Quintessential retailer brands marketing director Neil Anderson, believes retailer brands are “an untapped gem within the category” because they can drive loyalty and offer the advantage of being able to bring products to market quicker. In addition, he says research shows they have strong appeal to younger consumers.

“In a recession, people do want to treat themselves,” he says. “They do spend more on a bottle of wine. During Covid it’s been the same. People decide they are going to treat themselves but obviously purse strings are tightened, and that’s where own-label or retailer exclusive brands can play a role.

“Retailers might say: ‘Should I have a retailer brand and own-label options and brands? Am I competing with myself?’ Well the answer is no, you’re not. Retailer brands attract younger consumers and they can be more agile.”

Hortus, as an example, has strong appeal to consumers looking for a quality product at a good price, but these consumers also might not want Lidl gin on the label.

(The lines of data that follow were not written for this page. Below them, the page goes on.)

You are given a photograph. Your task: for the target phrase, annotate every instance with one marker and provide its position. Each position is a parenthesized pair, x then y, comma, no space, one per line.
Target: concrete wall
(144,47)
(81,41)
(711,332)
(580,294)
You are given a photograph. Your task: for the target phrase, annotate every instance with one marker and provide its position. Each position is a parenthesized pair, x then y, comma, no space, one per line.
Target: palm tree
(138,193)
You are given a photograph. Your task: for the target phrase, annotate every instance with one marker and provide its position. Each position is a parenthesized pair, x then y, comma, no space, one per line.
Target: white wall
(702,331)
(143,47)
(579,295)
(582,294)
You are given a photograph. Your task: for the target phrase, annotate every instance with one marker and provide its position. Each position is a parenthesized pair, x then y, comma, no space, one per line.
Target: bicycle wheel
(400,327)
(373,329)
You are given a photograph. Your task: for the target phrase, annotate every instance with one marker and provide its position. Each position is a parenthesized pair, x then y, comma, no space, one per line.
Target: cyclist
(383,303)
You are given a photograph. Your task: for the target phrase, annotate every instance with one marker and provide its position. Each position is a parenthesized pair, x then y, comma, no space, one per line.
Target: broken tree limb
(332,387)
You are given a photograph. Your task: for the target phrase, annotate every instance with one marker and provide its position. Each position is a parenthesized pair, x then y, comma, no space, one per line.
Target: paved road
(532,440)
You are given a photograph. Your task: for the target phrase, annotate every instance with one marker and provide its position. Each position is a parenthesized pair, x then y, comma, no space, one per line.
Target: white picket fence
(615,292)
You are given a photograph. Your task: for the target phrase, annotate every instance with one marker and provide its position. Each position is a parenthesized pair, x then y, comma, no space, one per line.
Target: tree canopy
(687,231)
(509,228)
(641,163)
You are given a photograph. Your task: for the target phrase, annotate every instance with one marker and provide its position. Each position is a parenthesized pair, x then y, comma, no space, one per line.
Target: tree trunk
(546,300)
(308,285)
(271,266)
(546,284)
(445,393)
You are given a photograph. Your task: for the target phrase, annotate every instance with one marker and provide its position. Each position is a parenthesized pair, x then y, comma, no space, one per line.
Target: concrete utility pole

Anderson says: “Hortus gin is a really good gin. And of course, what Lidl has done really well is bringing out flavours, so once you buy into the core Hortus brand you might move through the range and experiment with variants.

“Retailer exclusives have a lot to offer the category, and I think they will play a more prominent part over the next two, three or five years. Let’s be honest, as a retailer, you control its destiny and you can do what you like with it. You can promote it and you don’t have to answer to anyone, but the fact is, this research shows that 83% of retailer brands are incremental to the category.”

The research shows retailer exclusives attract an additional 1.4 million households to the gin category, with the potential for an extra £51.8 million in sales, while Anderson says retailer-exclusives also “massively over-index” on younger consumers, particularly those aged under 44.

He says: “This is the Holy Grail of the category. They are actually recruiting new people and bringing in younger consumers who want something new to engage with. They don’t want to be buying what their parents have been buying for the past 25 years”

“When supermarkets and convenience stores have a retailer exclusive brand it drives loyalty. When you buy Hortus you know you can’t buy it anywhere except Lidl.

“You could even have a retailer brand that could span categories, so Brand X could bring you gin, vodka, whisky. What a great way to get people purchasing across the category. It gives flexibility and agility in a category that’s not always flexible and agile.

“It is about talking to consumers and it is also about understanding the category data. The closer you can remain to the consumer through all of this I think the better you will know about what to deliver on the other side.”

Kantar Worldpanel and Quintessential Brands’ Understanding the Role of Retailer Exclusives research was compiled using data across the total off-trade for the year ending March 22, backed up by a survey in July from a sample of 2,181 consumers.